Tribunal Administratif de Grenoble — Décision N° TA38-2203394

mercredi 5 novembre 2025

JuridictionTribunal Administratif de Grenoble
SectionTribunal Administratif de Grenoble
N° DossierTA38-2203394
TypeOrdonnance
RecoursExcès de pouvoir
PublicationD
Avocat requérantWINCKEL

Résumé IA

Le Tribunal administratif de Grenoble a donné acte du désistement de M. A... dans le cadre de son recours en excès de pouvoir contre un arrêté du maire de Combloux lui refusant un permis de construire 8 logements. Le requérant n'ayant pas confirmé le maintien de ses conclusions dans le délai d'un mois suivant la demande qui lui avait été adressée sur le fondement de l'article R. 612-5-1 du code de justice administrative, il a été réputé s'être désisté. Les conclusions de la commune tendant à l'application de l'article L. 761-1 du même code ont été rejetées.

Texte intégral

Vu la procédure suivante :

Par une requête enregistrée le 6 juin 2022, M. A..., représenté par Me Winckel, demande au tribunal :
d'annuler l'arrêté du 17 janvier 2022 par lequel le maire de la commune de Combloux lui a refusé un permis de construire 8 logements, ainsi que le rejet du recours gracieux ;
d’enjoindre à la commune de lui délivrer le permis sollicité ;
de mettre à la charge de la commune de Combloux la somme de 2000 euros en application des dispositions de l’article L.761-1 du code de justice administrative.

Par un mémoire en défense, enregistré le 6 décembre 2023, la commune de Combloux, représentée par Me Mollion, conclut au rejet de la requête et à la condamnation de M. A... à lui verser une somme de 3600 euros au titre de l'article L. 761-1 du code de justice administrative.

Par un courrier en date du 30 septembre 2025, M. A... a été informé qu’à défaut de réception de la confirmation du maintien de ses conclusions dans le délai d’un mois, il serait réputé s’en être désisté en application des dispositions de l’article R. 612-5-1 du code de justice administrative.

Vu :
les autres pièces du dossier ;
le code de justice administrative.


Considérant ce qui suit :

1. L’article R. 222-1 du code de justice administrative permet aux présidents de formation de jugement des tribunaux, par ordonnance, de donner acte des désistements et de statuer sur les requêtes qui ne présentent plus à juger de questions autres que la condamnation prévue à l'article L. 761-1 ou la charge des dépens.
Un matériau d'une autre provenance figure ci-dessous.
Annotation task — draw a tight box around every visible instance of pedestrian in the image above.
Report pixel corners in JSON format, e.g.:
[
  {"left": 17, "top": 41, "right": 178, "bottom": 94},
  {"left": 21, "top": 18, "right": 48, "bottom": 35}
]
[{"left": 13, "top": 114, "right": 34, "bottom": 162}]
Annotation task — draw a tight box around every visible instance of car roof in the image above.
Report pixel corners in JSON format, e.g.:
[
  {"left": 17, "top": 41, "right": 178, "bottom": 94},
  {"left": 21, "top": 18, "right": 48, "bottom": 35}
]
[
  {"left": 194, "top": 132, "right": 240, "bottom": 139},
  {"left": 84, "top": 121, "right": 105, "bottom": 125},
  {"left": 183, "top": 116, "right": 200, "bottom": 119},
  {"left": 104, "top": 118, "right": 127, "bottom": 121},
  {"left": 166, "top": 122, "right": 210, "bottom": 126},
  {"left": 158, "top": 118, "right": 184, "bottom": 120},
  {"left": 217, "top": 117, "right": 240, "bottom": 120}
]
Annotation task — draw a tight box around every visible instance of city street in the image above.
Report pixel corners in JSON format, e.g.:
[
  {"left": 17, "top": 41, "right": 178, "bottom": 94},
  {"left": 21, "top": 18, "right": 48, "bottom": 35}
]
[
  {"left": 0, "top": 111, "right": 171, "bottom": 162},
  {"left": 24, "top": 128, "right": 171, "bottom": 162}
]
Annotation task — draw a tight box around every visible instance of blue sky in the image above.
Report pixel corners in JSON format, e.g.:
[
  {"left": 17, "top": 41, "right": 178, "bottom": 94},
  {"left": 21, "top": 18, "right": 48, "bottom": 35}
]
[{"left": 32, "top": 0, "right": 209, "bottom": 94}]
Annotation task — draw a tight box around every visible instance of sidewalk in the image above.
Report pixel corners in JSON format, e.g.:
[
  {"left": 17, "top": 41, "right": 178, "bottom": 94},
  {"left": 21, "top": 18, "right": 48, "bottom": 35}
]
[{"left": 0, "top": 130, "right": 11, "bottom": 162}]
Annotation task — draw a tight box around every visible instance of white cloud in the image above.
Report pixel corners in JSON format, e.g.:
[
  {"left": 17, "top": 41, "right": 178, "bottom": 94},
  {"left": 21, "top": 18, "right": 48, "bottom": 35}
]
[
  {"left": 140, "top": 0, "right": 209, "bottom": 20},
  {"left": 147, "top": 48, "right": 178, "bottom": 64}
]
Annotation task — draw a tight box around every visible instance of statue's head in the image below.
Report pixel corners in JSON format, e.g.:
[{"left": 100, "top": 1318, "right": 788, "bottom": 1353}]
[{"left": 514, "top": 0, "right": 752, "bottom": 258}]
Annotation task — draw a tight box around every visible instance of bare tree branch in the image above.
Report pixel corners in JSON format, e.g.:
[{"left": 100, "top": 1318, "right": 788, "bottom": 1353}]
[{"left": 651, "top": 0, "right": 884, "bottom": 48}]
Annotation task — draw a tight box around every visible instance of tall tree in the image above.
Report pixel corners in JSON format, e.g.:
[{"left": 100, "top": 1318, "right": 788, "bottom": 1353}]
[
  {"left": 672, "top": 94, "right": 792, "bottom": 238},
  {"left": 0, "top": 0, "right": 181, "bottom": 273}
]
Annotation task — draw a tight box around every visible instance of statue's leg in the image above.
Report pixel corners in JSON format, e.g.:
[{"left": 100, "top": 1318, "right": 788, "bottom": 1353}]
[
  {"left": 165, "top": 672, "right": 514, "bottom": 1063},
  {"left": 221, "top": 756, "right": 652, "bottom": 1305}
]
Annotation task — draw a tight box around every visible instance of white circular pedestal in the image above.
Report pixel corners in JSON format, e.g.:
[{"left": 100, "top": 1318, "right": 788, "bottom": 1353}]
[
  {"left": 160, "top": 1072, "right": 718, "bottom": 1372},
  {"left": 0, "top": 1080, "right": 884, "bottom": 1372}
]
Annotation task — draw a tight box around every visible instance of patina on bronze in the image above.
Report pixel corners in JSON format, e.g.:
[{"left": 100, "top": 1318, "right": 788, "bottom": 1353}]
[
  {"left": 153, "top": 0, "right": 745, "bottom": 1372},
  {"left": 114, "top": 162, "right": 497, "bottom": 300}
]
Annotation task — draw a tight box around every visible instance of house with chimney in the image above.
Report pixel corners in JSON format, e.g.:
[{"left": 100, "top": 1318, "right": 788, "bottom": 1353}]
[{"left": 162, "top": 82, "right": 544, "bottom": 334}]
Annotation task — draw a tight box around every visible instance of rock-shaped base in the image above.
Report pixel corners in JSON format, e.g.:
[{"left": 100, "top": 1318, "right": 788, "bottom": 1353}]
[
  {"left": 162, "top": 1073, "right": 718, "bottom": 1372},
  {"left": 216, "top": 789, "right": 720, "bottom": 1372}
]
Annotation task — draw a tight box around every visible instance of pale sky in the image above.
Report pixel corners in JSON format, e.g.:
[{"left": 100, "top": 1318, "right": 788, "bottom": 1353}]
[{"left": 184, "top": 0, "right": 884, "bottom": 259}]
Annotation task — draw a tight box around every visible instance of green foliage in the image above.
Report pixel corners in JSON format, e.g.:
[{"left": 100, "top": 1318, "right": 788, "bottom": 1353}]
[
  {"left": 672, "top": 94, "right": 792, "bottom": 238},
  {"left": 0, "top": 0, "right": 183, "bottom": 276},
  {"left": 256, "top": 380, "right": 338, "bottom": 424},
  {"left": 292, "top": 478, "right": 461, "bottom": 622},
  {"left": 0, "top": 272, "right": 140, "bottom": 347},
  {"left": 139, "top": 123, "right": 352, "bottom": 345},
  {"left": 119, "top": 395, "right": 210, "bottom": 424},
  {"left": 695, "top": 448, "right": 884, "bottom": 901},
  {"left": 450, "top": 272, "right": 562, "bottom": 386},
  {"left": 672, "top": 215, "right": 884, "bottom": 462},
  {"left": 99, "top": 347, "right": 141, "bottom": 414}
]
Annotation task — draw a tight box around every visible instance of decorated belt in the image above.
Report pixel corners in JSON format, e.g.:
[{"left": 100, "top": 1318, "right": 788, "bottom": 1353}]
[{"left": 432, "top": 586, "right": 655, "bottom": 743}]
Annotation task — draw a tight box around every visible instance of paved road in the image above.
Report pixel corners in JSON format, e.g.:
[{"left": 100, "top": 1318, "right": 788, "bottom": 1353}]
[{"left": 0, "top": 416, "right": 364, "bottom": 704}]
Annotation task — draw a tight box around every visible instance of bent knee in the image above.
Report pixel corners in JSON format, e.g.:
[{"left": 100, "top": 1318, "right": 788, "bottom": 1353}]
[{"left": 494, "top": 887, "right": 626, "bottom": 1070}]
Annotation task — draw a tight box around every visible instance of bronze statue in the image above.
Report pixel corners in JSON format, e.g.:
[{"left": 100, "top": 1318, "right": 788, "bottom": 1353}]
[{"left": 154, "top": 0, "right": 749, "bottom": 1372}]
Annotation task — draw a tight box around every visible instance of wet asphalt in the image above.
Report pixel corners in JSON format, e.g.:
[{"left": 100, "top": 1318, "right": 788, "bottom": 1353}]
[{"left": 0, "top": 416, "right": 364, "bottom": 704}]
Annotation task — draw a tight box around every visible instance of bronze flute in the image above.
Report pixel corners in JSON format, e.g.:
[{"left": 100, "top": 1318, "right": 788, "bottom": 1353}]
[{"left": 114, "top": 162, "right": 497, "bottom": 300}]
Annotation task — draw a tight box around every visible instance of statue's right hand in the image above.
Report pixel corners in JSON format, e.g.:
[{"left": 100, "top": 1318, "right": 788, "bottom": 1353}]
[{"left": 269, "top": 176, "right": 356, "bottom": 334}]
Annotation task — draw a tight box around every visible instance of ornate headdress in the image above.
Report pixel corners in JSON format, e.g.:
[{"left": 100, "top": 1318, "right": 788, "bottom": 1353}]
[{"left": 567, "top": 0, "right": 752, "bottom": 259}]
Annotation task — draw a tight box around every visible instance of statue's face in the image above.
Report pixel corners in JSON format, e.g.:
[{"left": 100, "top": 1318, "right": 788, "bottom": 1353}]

2. Aux termes de l’article R. 612-5-1 du code de justice administrative : « Lorsque l'état du dossier permet de s'interroger sur l'intérêt que la requête conserve pour son auteur, le président de la formation de jugement ou, au Conseil d'Etat, le président de la chambre chargée de l'instruction, peut inviter le requérant à confirmer expressément le maintien de ses conclusions. La demande qui lui est adressée mentionne que, à défaut de réception de cette confirmation à l'expiration du délai fixé, qui ne peut être inférieur à un mois, il sera réputé s'être désisté de l'ensemble de ses conclusions ».

3. En dépit de la demande qui a été adressée à son conseil en application des dispositions susvisées de l’article R. 612-5-1 du code de justice administrative le 30 septembre 2025 et dont il a été accusé réception le 2 octobre 2025 M. A... n’a pas confirmé expressément le maintien de ses conclusions dans le délai d’un mois qui lui était imparti. Par suite, il doit être réputé s’être désisté de l’ensemble des conclusions de sa requête, rien ne s’oppose à ce qu’il en soit donné acte.

Sur les frais de procès :

4. Dans les circonstances de l'espèce, il n'y a pas lieu de faire droit aux conclusions de la commune de Combloux tendant à la condamnation de M. A... au titre de l’article L. 761-1 du code de justice administrative.


O R D O N N E :


Article 1er :
Il est donné acte du désistement de la requête de M. A....

Article 2 :
Les conclusions de la commune de Combloux tendant à la condamnation de M. A... au paiement des frais exposés et non compris dans les dépens sont rejetées.

Article 3 :
La présente ordonnance sera notifiée à M. A... et à la commune de Combloux.



Fait à Grenoble le 5 novembre 2025.


Le président de la 2ème chambre,

Mathieu Sauveplane



La République mande et ordonne à la préfète de la Haute-Savoie en ce qui la concerne ou à tous commissaires de justice à ce requis en ce qui concerne les voies de droit commun, contre les parties privées, de pourvoir à l'exécution de la présente décision.